# Does anyone know what strain(s) this is?



## its420 (Sep 27, 2013)

View attachment 209119


View attachment 209120
The seeds came from Humboldt Co. , CA and was told it is blueberrytrainwreck watermelon. Is early and more compact. Does not reach and the plant is very sturdy and doesnt require staking. i cloned from an outsde plant for my latest indoor grow and it was done in 6 weeks from light change. Has anyone seen this kind before? i kept 2 females separate and 1male so now (or will in bout a week) have two nice size plants of this heavy with seed.  
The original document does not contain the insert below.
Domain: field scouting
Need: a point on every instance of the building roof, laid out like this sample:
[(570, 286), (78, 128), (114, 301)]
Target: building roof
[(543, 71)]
added- the hairs turn a bright pink as it matures. the indoor had NO powdery mildew


----------



## trillions of atoms (Sep 27, 2013)

Looks like weed man


----------



## Rosebud (Sep 27, 2013)

Looks like really nice marijuana. Very pretty.


----------



## ozzydiodude (Sep 27, 2013)

Cannabis Gethighwithus


----------



## 4u2sm0ke (Sep 27, 2013)

Imposable to tell....even if you grew it...Looks like Indiana Bubble Gum to me


----------



## MoNoXiDe (Oct 5, 2013)

Idk but looks fruity!


----------



## WeedHopper (Oct 5, 2013)

Who the hell cares,,I just want some.:icon_smile:


----------